GitHub - boonchu/ai_code_assistant: Using AI to help on coding assistant

Spending weekends to explore how AI assist me coding...

Setup `docker-llama-cpp-app`

Use Linux WSL2 on Windows.
Have already setup WSL2 Linux Docker service.
Must Read this first

Once a Windows NVIDIA GPU driver is installed on the system, CUDA becomes available within WSL 2. The CUDA driver installed on Windows host will be stubbed inside the WSL 2 as libcuda.so, therefore users must not install any NVIDIA GPU Linux driver within WSL 2. One has to be very careful here as the default CUDA Toolkit comes packaged with a driver, and it is easy to overwrite the WSL 2 NVIDIA driver with the default installation.
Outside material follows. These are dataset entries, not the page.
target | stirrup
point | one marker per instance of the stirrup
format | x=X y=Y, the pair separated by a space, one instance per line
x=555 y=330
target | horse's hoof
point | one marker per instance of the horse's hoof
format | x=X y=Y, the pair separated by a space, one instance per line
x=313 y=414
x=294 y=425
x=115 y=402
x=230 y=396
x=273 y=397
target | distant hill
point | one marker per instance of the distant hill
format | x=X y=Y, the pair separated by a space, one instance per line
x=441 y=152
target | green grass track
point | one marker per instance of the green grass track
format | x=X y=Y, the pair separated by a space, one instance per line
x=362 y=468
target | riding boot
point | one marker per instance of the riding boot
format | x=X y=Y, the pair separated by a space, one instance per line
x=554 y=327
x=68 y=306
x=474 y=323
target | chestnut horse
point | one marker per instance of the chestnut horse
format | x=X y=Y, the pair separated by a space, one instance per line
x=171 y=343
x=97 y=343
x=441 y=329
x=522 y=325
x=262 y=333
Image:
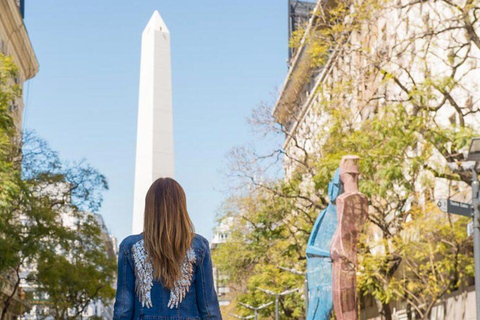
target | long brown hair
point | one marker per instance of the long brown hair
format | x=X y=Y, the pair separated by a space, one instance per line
x=167 y=229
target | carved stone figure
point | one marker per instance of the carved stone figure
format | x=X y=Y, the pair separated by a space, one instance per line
x=319 y=263
x=352 y=210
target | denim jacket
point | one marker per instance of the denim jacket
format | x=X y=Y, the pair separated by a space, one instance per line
x=139 y=296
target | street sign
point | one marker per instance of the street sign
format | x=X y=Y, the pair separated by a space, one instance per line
x=455 y=207
x=470 y=228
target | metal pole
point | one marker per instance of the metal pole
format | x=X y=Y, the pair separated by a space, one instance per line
x=476 y=236
x=305 y=289
x=276 y=307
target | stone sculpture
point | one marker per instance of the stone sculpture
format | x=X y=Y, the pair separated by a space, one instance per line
x=352 y=209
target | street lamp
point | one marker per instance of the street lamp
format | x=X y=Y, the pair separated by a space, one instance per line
x=474 y=155
x=305 y=289
x=474 y=151
x=256 y=309
x=277 y=298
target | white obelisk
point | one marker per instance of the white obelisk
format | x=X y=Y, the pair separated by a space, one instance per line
x=154 y=157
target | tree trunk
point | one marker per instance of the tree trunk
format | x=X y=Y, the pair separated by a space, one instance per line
x=387 y=311
x=8 y=301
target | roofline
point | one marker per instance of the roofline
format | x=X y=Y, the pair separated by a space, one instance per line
x=297 y=56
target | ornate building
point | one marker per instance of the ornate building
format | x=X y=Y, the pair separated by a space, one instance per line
x=299 y=106
x=15 y=42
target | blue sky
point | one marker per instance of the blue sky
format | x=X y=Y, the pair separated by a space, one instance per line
x=227 y=56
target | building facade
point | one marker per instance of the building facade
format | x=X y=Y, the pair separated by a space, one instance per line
x=15 y=42
x=396 y=39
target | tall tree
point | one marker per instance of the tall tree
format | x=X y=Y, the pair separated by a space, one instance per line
x=398 y=91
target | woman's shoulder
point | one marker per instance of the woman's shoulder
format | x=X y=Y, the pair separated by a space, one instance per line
x=200 y=245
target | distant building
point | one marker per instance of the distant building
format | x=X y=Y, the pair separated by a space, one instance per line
x=14 y=41
x=299 y=101
x=221 y=235
x=299 y=13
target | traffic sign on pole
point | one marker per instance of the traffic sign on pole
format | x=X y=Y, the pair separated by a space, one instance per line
x=455 y=207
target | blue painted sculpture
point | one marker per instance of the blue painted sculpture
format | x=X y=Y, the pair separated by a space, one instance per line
x=319 y=263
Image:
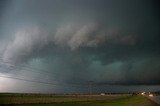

We recommend developers to use a separate CUDA Toolkit for WSL 2 (Ubuntu) available from the CUDA Toolkit Downloads page to avoid this overwriting. This WSL-Ubuntu CUDA toolkit installer will not overwrite the NVIDIA driver that was already mapped into the WSL 2 environment. Check latest version from web page.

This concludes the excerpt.